These are half-gallon mason jars, which are very suitable for the job of making a jar of stars for your child or children.
This is a good project to make as a gift for a child who is scared of the dark.
Project 5: Star Jar
For this project you may wish to use a larger Mason Jar at a 2-quart or Gallon size. While it will work just as well with a regular 1-quart or even a pint jar, this project is best served with a larger size of jar.
There are two ways to do this: You may choose to either just the lid of the jar (make sure to retain all your lids for later use!) or you can wrap a piece of construction paper (in any color, since you'll be using this in the dark) around the outside of your jar.
Both methods are recommended.
Project 5, Method 1: Use the Lid
Keep the lids for all your mason jars. They may come in handy later on when doing jar crafts!
Take the lid off of your mason jar and find a surface to work on. You won't want to do this project on your kitchen counters or your dining table. This requires punching holes in your metal lid with a nail or an awl, so you'll want to make sure you won't damage any of your surfaces!
- Using an awl or a nail, punch holes in the surface of your lid, with the top facing up. A hand awl should be sufficient for this job and won't require a hammer. If you use a nail, you may need a hammer or a brick to tap the point through the metal of your lid.
- Paint the outside of your mason jar with a dark paint so that the light from the candle won't show through it. Black is ideal for this, of course.
- Drop a battery-operated electric candle into the jar and put the lid on.
Note: Do not use a burning candle with this project. The jar will burst. Use a synthetic candle flame instead.

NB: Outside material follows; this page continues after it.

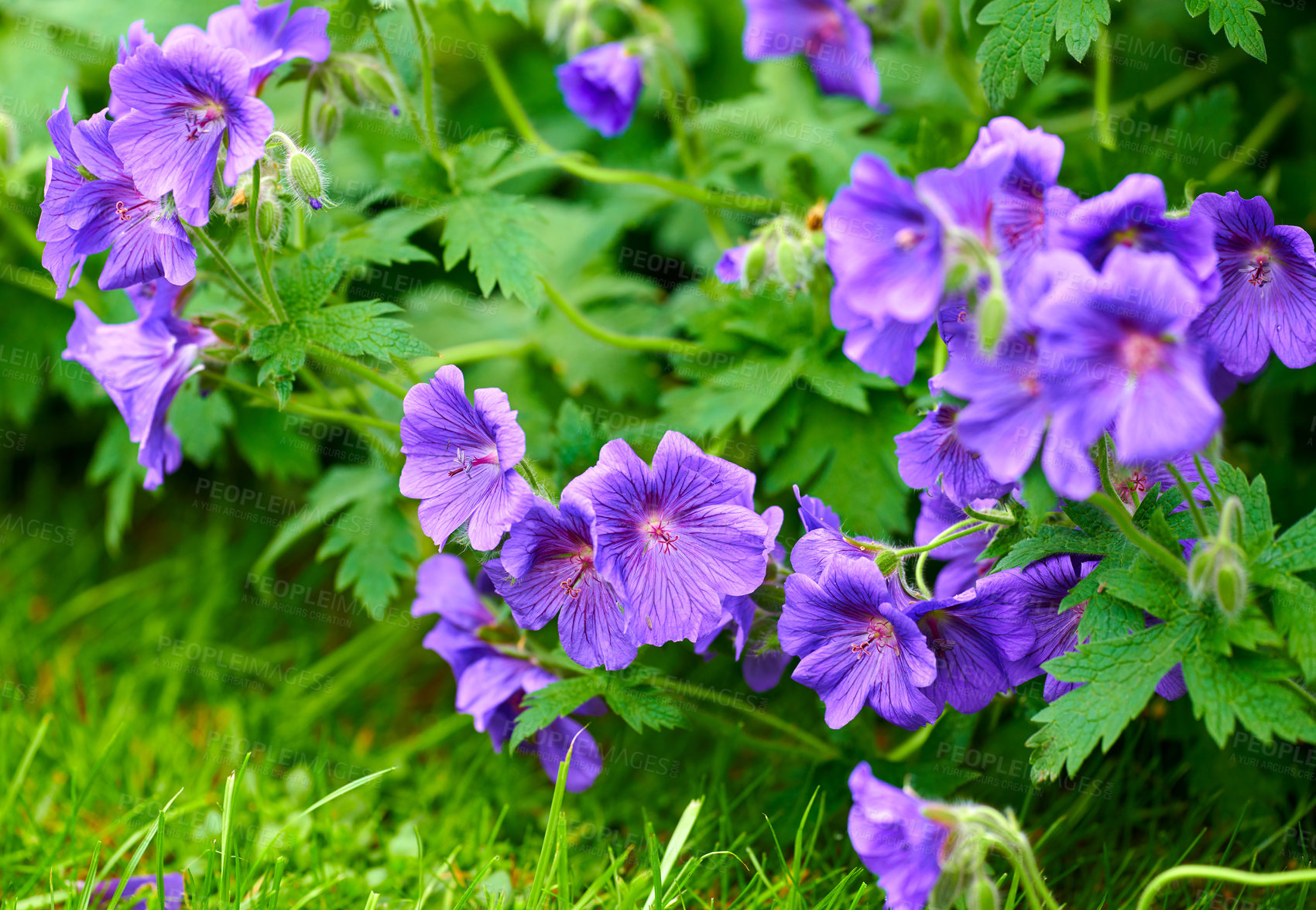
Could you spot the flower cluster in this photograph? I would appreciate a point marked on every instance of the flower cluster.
(1062, 319)
(133, 176)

Use these instead of burning candles in jars that have a lid. Putting a lid on a jar containing flame will cause the jar to burst and will be a danger to any child using the jar.
Project 5, Method 2: Use Construction Paper
This project is easy and a bit safer than the previous method. You'll still want to use a synthetic tea light candle instead of a lit votive with this project, however.

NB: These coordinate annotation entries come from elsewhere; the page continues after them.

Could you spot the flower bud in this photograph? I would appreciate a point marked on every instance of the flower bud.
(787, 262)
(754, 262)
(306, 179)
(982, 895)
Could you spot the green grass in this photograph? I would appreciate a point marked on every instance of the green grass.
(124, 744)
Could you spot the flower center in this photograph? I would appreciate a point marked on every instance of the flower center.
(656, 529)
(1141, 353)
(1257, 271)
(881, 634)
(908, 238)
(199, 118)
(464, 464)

- Take two sheets of black construction paper and fit them to your jar. Glue the two pieces to one another on one side where they'll meet, but not on the other (yet).

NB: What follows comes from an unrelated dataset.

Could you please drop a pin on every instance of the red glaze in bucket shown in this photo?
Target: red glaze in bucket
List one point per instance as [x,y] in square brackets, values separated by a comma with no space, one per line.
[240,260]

- Punch small holes in your construction paper using an awl or a nail as in the previous project. Be gentle, this is paper, not metal!
- Wrap the construction paper around the jar and glue the remaining seam shut. This will be the back of your jar since it won't produce stars.
- Drop in an LED tea light candle (or three) and put into a darkened room. The jar will produce stars on the walls and ceiling.